65 Farmall 656 Jim and Doug Edwards knew just what I’d like
Jim Edwards on the C when it was in their collection. Jason Edwards on the H
55 Farmall 300. The tractor had a single front wheel when Jim owned it

The Edwards family taught me to also consider making purchases which have potential to appreciate in value. Because of this, I must confess that tractors maybe aren’t just toys. A collection is a major investment. Tractor purchases have become part of my financial planning. I see them similar to buying on the stock market. Buying with only a sentimental reason isn’t always a good plan. Altering my way of thinking has caused my collection monetary value to grow.
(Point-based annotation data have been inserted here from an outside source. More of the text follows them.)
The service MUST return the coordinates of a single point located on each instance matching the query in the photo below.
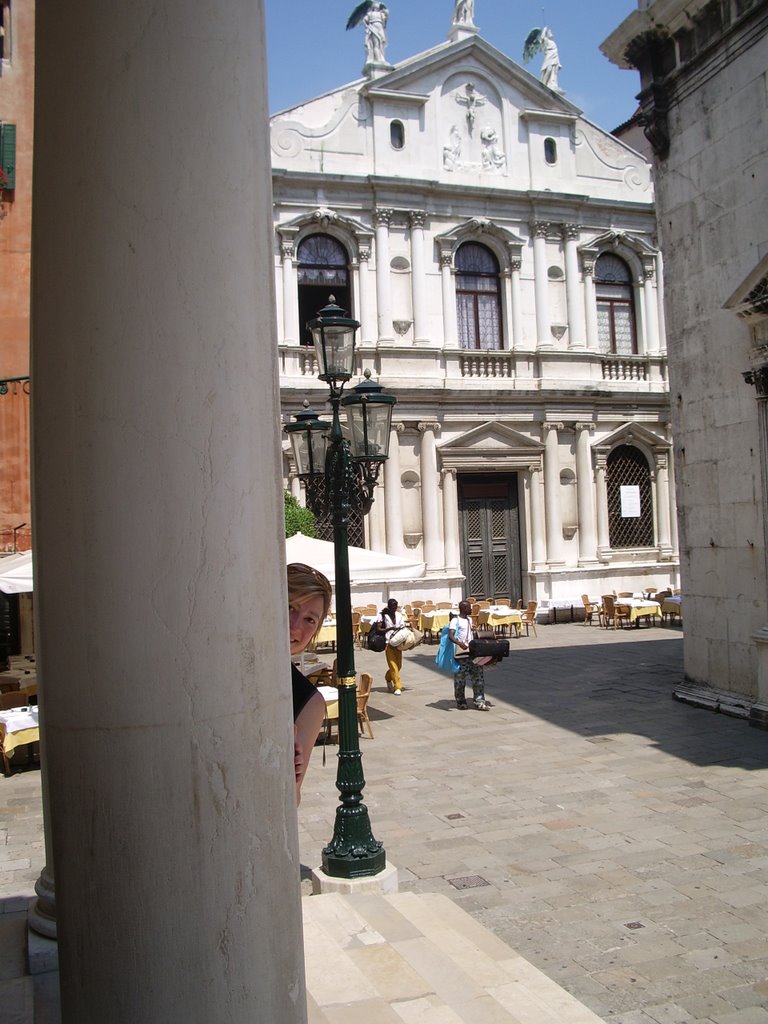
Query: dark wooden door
(489, 534)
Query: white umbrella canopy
(15, 573)
(365, 566)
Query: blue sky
(310, 52)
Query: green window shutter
(8, 155)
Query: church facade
(500, 253)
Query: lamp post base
(384, 883)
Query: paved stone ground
(614, 838)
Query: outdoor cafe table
(640, 608)
(500, 614)
(17, 726)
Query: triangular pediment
(632, 433)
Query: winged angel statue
(374, 15)
(541, 40)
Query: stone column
(158, 499)
(376, 520)
(291, 326)
(586, 496)
(553, 510)
(382, 219)
(651, 309)
(590, 304)
(369, 332)
(449, 300)
(538, 532)
(659, 303)
(572, 292)
(392, 493)
(541, 285)
(516, 340)
(430, 515)
(601, 494)
(663, 504)
(418, 274)
(451, 520)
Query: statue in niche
(472, 100)
(465, 12)
(542, 41)
(452, 154)
(374, 16)
(493, 155)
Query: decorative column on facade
(392, 493)
(541, 284)
(553, 510)
(376, 519)
(382, 219)
(651, 308)
(572, 292)
(418, 274)
(590, 303)
(451, 520)
(450, 334)
(515, 265)
(369, 332)
(601, 495)
(659, 304)
(663, 504)
(586, 496)
(291, 327)
(538, 532)
(433, 545)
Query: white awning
(15, 573)
(365, 566)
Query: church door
(489, 532)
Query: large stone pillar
(590, 305)
(392, 495)
(663, 504)
(541, 285)
(450, 333)
(586, 496)
(538, 531)
(158, 518)
(553, 510)
(516, 340)
(418, 274)
(451, 520)
(650, 307)
(573, 297)
(430, 515)
(368, 305)
(382, 219)
(291, 327)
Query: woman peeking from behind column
(308, 601)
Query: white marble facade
(457, 155)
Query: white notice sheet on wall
(630, 503)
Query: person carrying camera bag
(389, 623)
(461, 631)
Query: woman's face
(303, 616)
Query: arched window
(396, 134)
(615, 305)
(324, 270)
(630, 503)
(478, 297)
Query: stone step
(409, 956)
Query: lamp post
(348, 470)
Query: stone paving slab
(621, 837)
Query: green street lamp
(337, 473)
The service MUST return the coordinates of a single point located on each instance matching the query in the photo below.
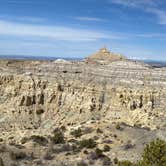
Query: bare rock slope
(39, 96)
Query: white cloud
(135, 3)
(149, 6)
(89, 19)
(159, 13)
(52, 32)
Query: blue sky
(77, 28)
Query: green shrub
(115, 161)
(118, 127)
(106, 148)
(99, 130)
(87, 143)
(1, 162)
(106, 161)
(17, 155)
(155, 153)
(77, 133)
(39, 139)
(99, 153)
(58, 137)
(125, 163)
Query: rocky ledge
(116, 103)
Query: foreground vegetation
(154, 154)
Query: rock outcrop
(104, 56)
(38, 96)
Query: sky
(78, 28)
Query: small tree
(155, 153)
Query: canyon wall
(44, 94)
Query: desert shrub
(99, 130)
(77, 133)
(125, 163)
(63, 128)
(82, 163)
(99, 153)
(128, 145)
(106, 148)
(48, 155)
(87, 143)
(155, 153)
(106, 161)
(17, 155)
(115, 161)
(39, 139)
(58, 137)
(118, 127)
(1, 162)
(39, 111)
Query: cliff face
(45, 94)
(114, 105)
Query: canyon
(36, 97)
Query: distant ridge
(104, 55)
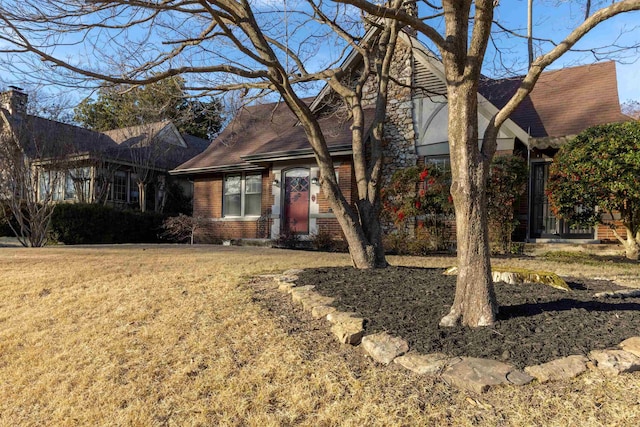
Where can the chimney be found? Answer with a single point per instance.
(14, 101)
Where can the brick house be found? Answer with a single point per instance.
(79, 165)
(258, 179)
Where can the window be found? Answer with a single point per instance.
(242, 196)
(120, 187)
(69, 188)
(252, 195)
(51, 185)
(134, 193)
(441, 162)
(232, 202)
(78, 183)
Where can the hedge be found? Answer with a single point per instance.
(76, 224)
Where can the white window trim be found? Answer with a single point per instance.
(243, 177)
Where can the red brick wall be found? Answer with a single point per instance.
(208, 204)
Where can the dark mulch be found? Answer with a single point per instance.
(536, 323)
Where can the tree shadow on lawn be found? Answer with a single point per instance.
(536, 323)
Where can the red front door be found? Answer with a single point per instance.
(296, 201)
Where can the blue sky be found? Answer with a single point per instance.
(552, 19)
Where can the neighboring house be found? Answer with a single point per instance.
(118, 168)
(258, 179)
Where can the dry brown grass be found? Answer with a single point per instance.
(172, 335)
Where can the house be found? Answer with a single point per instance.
(124, 168)
(258, 179)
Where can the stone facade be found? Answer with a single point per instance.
(399, 144)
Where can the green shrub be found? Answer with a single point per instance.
(79, 223)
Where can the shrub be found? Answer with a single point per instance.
(598, 172)
(181, 228)
(323, 240)
(418, 194)
(507, 183)
(80, 223)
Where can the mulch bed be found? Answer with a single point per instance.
(536, 323)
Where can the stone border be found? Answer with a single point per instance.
(468, 373)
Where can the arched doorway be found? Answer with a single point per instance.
(296, 201)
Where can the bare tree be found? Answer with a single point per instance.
(265, 50)
(28, 190)
(462, 45)
(246, 45)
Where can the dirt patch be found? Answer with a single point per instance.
(536, 323)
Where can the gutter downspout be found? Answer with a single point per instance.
(530, 185)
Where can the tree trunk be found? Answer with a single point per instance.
(631, 246)
(474, 303)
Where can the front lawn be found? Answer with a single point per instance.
(173, 335)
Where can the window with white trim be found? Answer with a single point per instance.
(120, 186)
(242, 195)
(441, 162)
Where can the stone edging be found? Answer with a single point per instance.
(469, 373)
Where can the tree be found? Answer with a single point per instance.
(268, 50)
(462, 45)
(235, 45)
(595, 176)
(123, 106)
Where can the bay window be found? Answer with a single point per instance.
(242, 195)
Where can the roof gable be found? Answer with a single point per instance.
(564, 102)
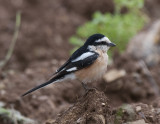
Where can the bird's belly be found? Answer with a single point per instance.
(94, 71)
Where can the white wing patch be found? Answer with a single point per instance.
(83, 56)
(71, 69)
(103, 39)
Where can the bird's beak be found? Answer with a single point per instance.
(111, 44)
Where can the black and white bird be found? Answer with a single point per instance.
(86, 64)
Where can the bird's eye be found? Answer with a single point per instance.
(101, 43)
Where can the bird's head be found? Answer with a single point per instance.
(99, 41)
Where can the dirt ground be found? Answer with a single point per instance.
(43, 46)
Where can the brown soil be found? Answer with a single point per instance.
(42, 46)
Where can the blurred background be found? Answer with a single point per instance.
(37, 36)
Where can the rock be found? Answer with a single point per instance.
(146, 44)
(113, 75)
(89, 109)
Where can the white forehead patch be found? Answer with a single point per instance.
(83, 56)
(71, 69)
(103, 39)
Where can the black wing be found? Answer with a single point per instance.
(79, 64)
(76, 54)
Brand values differ depending on locations. In explaining my observation, my region is very “pro John Deere, IH and Oliver” Where as if in another region it may be Case, or Allis Chalmers oriented. Personal preference is also a factor. I undoubtedly admit to being a red guy, but I have owned, or even still do own, “off brands”

I take full consideration into all aspects of the prospective buy. There are certain brands that I enjoy, but I might steer clear of ownership. My conservative tendency is to buy something I can easily resell if I need to. I don’t recommend my attitude for everyone though. That’s just my outlook on my collection.
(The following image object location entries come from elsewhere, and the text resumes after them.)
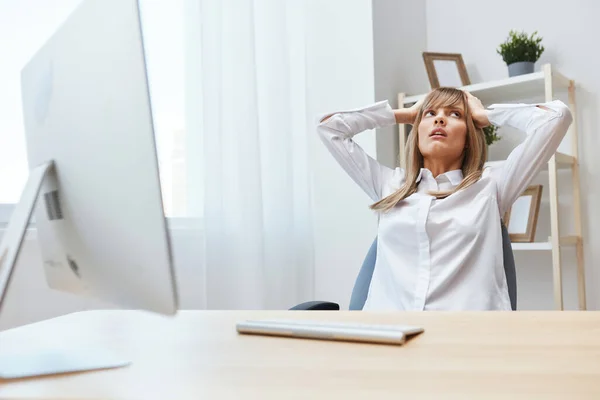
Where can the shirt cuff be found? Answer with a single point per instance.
(525, 117)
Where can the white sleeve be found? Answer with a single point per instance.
(337, 132)
(545, 131)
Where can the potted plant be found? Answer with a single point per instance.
(491, 134)
(520, 52)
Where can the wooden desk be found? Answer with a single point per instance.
(199, 355)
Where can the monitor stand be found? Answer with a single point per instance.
(38, 363)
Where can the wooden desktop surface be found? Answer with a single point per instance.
(199, 355)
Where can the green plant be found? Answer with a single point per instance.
(520, 47)
(491, 134)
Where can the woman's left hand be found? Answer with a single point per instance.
(478, 112)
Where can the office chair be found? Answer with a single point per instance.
(363, 280)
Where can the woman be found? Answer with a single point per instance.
(439, 237)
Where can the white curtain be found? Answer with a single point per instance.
(247, 150)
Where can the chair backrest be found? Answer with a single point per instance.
(363, 280)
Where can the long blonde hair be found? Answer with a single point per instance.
(474, 156)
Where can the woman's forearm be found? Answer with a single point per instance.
(404, 116)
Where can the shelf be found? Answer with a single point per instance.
(562, 161)
(509, 89)
(535, 246)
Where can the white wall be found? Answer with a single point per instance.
(340, 75)
(399, 38)
(570, 31)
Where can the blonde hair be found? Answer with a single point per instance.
(474, 156)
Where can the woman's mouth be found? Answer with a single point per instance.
(438, 133)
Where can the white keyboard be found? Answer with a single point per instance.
(406, 329)
(330, 330)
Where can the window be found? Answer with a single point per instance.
(26, 24)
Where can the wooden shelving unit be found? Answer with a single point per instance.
(543, 83)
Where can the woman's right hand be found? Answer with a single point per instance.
(408, 115)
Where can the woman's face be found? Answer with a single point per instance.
(442, 133)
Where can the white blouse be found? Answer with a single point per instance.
(444, 254)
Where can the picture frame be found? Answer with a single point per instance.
(521, 217)
(446, 69)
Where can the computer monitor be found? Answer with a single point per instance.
(91, 150)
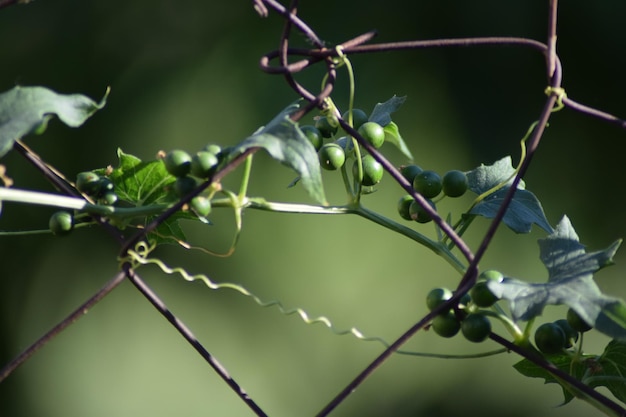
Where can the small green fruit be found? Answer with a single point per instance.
(446, 325)
(550, 338)
(403, 207)
(61, 223)
(313, 135)
(482, 295)
(436, 297)
(201, 205)
(325, 128)
(454, 183)
(373, 133)
(184, 185)
(476, 327)
(577, 322)
(332, 156)
(418, 213)
(203, 164)
(177, 163)
(88, 183)
(372, 170)
(428, 184)
(358, 117)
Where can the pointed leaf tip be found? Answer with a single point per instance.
(25, 110)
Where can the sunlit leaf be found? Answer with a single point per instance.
(570, 282)
(524, 209)
(286, 143)
(25, 110)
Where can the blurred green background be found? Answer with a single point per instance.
(185, 73)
I have my horror stories on deals that have failed. I had actually walked away from a purchase of a rare lawn tractor. I discovered the seller was attempting unjustified sales techniques. It was sad that the deal had gone bad, I would have been a repeat customer with him. The rare lawn tractor would have been a great addition, but the deal wasn’t worth working with a unscrupulous character.
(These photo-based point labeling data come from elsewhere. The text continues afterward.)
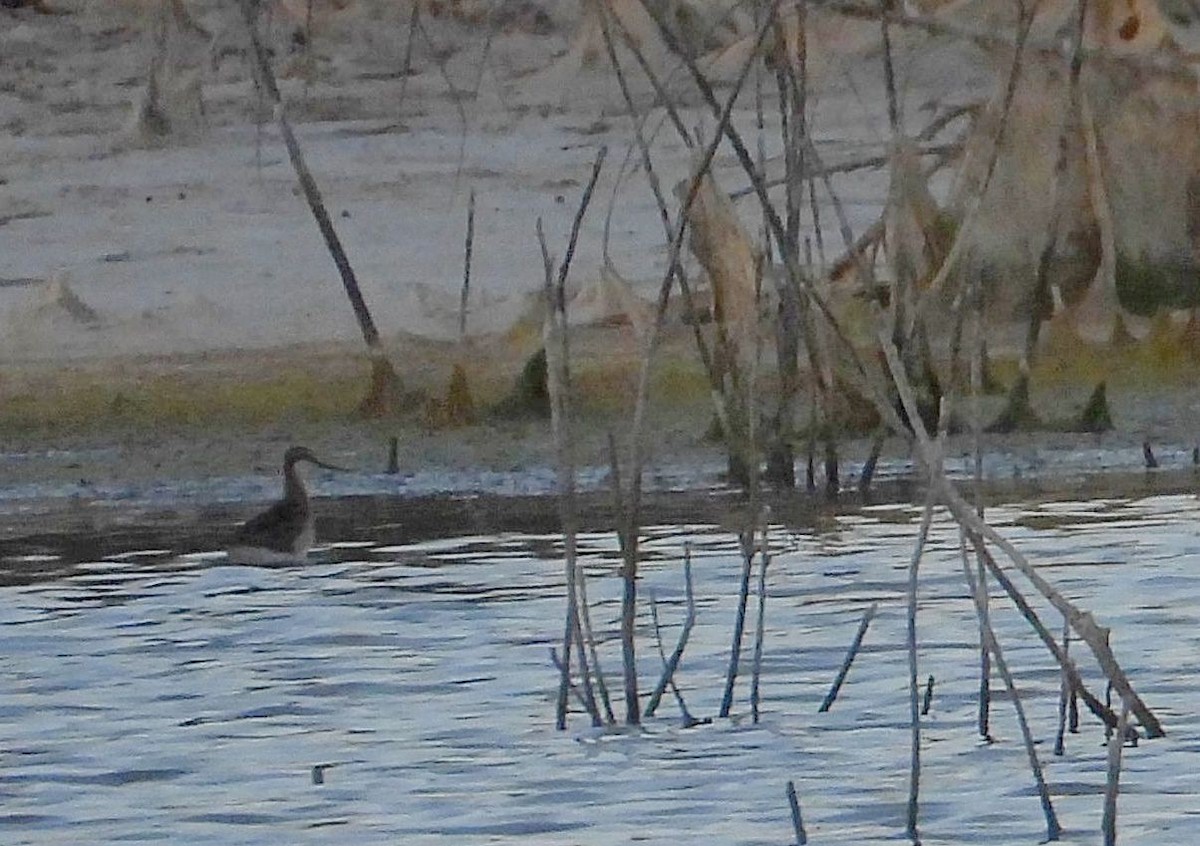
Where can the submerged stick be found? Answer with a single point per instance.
(1054, 829)
(688, 719)
(1084, 624)
(739, 622)
(1113, 783)
(756, 672)
(913, 807)
(1065, 695)
(689, 621)
(851, 654)
(558, 382)
(802, 837)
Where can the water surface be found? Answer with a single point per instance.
(399, 688)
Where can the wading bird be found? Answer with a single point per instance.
(283, 532)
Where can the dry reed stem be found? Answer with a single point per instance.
(851, 654)
(976, 370)
(642, 393)
(406, 71)
(1081, 622)
(1102, 294)
(795, 274)
(660, 90)
(1054, 831)
(385, 384)
(940, 151)
(912, 811)
(664, 214)
(1072, 121)
(557, 343)
(961, 240)
(466, 267)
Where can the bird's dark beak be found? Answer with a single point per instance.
(331, 467)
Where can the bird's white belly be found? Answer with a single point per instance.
(262, 555)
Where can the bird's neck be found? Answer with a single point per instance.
(293, 486)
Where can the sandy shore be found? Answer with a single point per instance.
(168, 313)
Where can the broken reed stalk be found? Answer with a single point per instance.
(309, 67)
(689, 621)
(1072, 123)
(739, 621)
(466, 267)
(791, 262)
(1098, 708)
(975, 202)
(873, 459)
(1113, 783)
(760, 621)
(1054, 831)
(384, 387)
(629, 546)
(660, 199)
(1162, 64)
(851, 654)
(913, 808)
(1083, 623)
(976, 376)
(793, 803)
(407, 70)
(557, 343)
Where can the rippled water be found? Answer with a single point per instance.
(395, 691)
Early 2017, I ended up making a purchase I wasnt really intending too. I had discovered the tractor through social media. The man had done a wonderful restoration of a hard to find model and was attempting to sell it. I reached out to the man, only to compliment his workmanship. We text, later to have a phone conversation, and had a very friendly visit. He finally asked if I wanted to buy… I made an offer.

Reference “And that’s the Case” a earlier article found in this blog. There is a more detailed explanation of the Michigan adventure.

Because of the adrenaline rush, of buying and selling, I will take on flip tractors. I have managed to turn a small profit, but more importantly I gain opportunity to meet new people.

A few of the L&G I’ve purchased for resale

My collection seems to always change. I always have two or three farm tractors, and more lawn tractors that I loose count at times. The group isnt always the same though. I tend to embrace my family heritage and will have red power, but I have my eye on other brands.

However owning tractors gets labeled. As a hobby, passion, or addiction, this is just something many people enjoy for many different reasons.